The department said the school will feature Early Childhood Development (ECD), Foundation Phase, Intermediate and Senior Phase classrooms, vocational workshops, a library, administration offices, a school hall, a kitchen and dining area, therapy and wellness facilities, hostel accommodation, and staff housing.

The announcement followed the official handover of the contractor for the project, which took place on Monday.

With the contractor now officially on site, the department said construction is expected to commence immediately.

“The Department’s Infrastructure Unit will monitor the project to ensure quality work, adherence to timelines, and compliance with universal design principles for learners with special needs,” said the department.

Motsumi said the project is a major step towards ensuring inclusive education for learners with Autism Spectrum Disorder (ASD) and other neurodevelopmental conditions.

“Today we turn the sod on hope. Every child, regardless of ability, has the right to education that respects their dignity and unlocks their potential,” said Motsumi.

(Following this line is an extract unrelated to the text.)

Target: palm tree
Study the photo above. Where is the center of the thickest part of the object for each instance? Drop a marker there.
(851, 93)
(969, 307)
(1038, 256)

“For too long, families in Zeerust had to choose between no schooling or travelling far from home. The School of Autism in Dinokana changes that narrative. This is about inclusion, early intervention, and giving these learners the support they deserve to thrive.”

The proposed development will also include outdoor play areas for different learning phases, vocational training workshops, therapy rooms for healthcare professionals such as physiotherapists, occupational therapists, speech therapists, social workers and educational psychologists, as well as dedicated parking, maintenance facilities and learner accommodation.

During the official handover, Motsumi was joined by traditional leaders from Dinokana Village, Ward 12 councillors, parents and school governing body representatives from special schools in the area.

According to the department, the initiative aims to improve access to specialised learning environments and support services for learners with disabilities, while ensuring they can receive quality education closer to their homes.

“To parents and caregivers: We see you. We hear you. This school is built for your children. Our educators and therapists will be trained to provide specialised support. No child must be left behind,” Motsumi said.